SSD-to-GPU stalls. Loading model weights layer-by-layer from disk is sequential by default — the GPU sits idle while each layer reads in. On real LLM weights (SmolLM2-135M, TinyLlama-1.1B), Rais's IO pipeline delivers 1.15-1.20x higher throughput by overlapping disk reads with compute.
Model switching downtime. Swapping between models (e.g. changing assistant persona or loading a fine-tune) normally requires draining all in-flight requests before unloading. With Rais, the new model loads in the background on a dedicated task while the old model keeps serving.

What Rais does

Rais provides a task scheduler with five priority lanes that map directly to the different classes of work in an inference server:

Lane	Target	Use
`Interactive`	< 5ms submit-to-start	Real-time user requests
`Background`	Best-effort	Model hot-swap, logging, embeddings
`Bulk`	Deferred	Batch jobs, eval runs
`GPU`	Metal async	Compute kernel dispatch
`IO`	Dedicated threads	SSD weight reads, never blocks CPU

When a real-time request arrives while batch jobs are queued, Rais jumps it to the front. In the 6-client benchmark above, this reduces interactive TTFT from 4,829ms to 1,438ms — a 3.4x improvement with no change to total throughput.

How it works

Priority scheduling

The scheduler maintains a lock-free MPMC ring for normal tasks and a separate min-heap for deadline tasks (served earliest-deadline-first). Each worker checks its local Chase-Lev deque, then the deadline heap, then the global queue, then steals from a random peer. Interactive tasks beat Background tasks beat Bulk tasks — with starvation promotion (100ms / 500ms) ensuring low- priority work eventually completes.

IO pipeline

Lane::IO tasks run on a dedicated thread pool (default: 2 threads) with their own MPMC queue, completely isolated from CPU compute workers. Reads use pread() for thread safety and F_NOCACHE to bypass the kernel page cache — layer weights are used once per forward pass and shouldn't evict hot data.

Layer streaming

LayerStreamer maintains a triple-buffered ring of GPU buffers. While the GPU computes layer N, layer N+1 is already in a Metal buffer, and layer N+2 is being read from SSD. The IO lane drives the reads; the GPU lane drives compute. Neither stalls waiting for the other.

Model hot-swap

ModelManager submits a new model load as a Background task. The old model keeps serving Interactive requests throughout. On success, the old model unloads atomically and the ready callback fires. Concurrent swap requests cancel the in-flight load and take over cleanly.

Memory management

A lock-free slab allocator handles task objects at ~83ns per alloc (~124M ops/sec), eliminating make_shared overhead on the hot path. MetalBufferPool buckets GPU buffers by size class (4KB–256MB) and reuses them across forward passes, eliminating the per-layer newBufferWithLength: cost. MemoryMonitor tracks pool utilization against a configurable budget with Warning/Critical thresholds for backpressure signaling.

Measured results

All measurements on Apple Silicon (M-series), release build.

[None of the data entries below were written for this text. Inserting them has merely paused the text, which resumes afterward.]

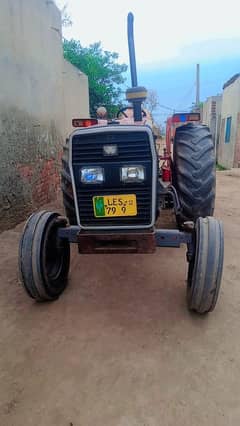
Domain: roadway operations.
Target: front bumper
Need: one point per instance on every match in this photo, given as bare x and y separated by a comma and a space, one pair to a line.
125, 242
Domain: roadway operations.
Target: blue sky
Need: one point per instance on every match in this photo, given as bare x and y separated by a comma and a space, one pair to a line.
171, 37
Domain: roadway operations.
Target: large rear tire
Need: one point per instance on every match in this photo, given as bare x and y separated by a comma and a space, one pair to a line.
205, 269
43, 260
194, 175
67, 190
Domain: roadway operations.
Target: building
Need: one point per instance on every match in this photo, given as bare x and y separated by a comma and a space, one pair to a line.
211, 116
40, 94
229, 144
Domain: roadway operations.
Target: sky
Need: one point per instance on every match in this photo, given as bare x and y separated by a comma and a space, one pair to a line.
170, 38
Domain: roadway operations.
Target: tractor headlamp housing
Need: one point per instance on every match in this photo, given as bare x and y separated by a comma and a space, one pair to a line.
92, 175
132, 174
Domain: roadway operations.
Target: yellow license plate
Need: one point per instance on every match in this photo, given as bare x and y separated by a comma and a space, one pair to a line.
115, 205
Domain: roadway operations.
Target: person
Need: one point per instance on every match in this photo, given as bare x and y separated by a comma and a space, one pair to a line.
102, 113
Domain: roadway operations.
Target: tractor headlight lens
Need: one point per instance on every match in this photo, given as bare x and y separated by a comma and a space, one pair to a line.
132, 174
92, 175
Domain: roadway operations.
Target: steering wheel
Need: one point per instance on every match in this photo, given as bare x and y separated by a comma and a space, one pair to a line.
122, 111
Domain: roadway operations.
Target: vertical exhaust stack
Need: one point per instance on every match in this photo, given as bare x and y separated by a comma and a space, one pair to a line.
136, 94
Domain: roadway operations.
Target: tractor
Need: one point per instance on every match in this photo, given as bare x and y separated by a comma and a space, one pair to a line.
113, 195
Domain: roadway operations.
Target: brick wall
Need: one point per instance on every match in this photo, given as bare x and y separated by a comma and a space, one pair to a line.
39, 96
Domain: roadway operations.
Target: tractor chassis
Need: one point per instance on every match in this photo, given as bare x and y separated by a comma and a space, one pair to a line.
126, 242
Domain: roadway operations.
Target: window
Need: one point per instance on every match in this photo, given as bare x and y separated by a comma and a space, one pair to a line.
228, 130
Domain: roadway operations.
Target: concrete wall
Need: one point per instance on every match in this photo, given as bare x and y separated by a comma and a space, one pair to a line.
230, 108
77, 105
39, 95
211, 116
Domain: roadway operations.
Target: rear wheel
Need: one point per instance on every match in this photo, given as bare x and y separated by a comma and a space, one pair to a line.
194, 172
205, 269
43, 259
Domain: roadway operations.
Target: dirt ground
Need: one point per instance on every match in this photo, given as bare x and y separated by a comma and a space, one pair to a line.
119, 348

Concurrent request scheduling (Llama-3.2-1B-Instruct-4bit, 6 clients, 3 interactive / 3 background, background batch pre-queued):

Metric	Naive FIFO	Rais Priority	Speedup
Interactive TTFT	4,829 ms	1,438 ms	3.4x
Interactive E2E	5,653 ms	2,254 ms	2.5x

Layer-streaming throughput (real weight files, IO/compute overlapped):

Model	Naive	Rais	Speedup
SmolLM2-135M (257 MB, 31 layers)	157 tok/s	188 tok/s	1.20x
TinyLlama-1.1B (2.1 GB, 23 layers)	15.5 tok/s	17.8 tok/s	1.15x

Subsystem microbenchmarks:

Component	Result
MPMC queue (4P4C, cache-line padded)	5.87M ops/sec
Work-stealing deque steal (4 thieves, p50)	125 ns
Slab allocator alloc (single thread, p50)	83 ns
Scheduler Interactive dispatch (p50)	228 µs

Quick start

Clone, install dependencies, and build:

git clone https://github.com/deepsoftworks/rais.git && cd rais
./install.sh
cmake --build build --target priority_example minimal_submit_example
./build/priority_example

The example simulates 6 concurrent requests (3 batch + 3 interactive) hitting a single-threaded decoder. Rais jumps the interactive requests to the front of the queue so they start before the batch jobs — no code changes to your model needed.

Minimal drop-in usage

rais::Scheduler sched;

sched.submit([&] {
    generate(prompt);
}, rais::Lane::Interactive);

Runnable source: examples/minimal_submit.cpp

cmake --build build --target minimal_submit_example
./build/minimal_submit_example

Python bindings (preview)

Build optional bindings with pybind11:

WITH_PYTHON=1 ./install.sh
PYTHONPATH=build python3 -c "import rais; print(rais.Scheduler)"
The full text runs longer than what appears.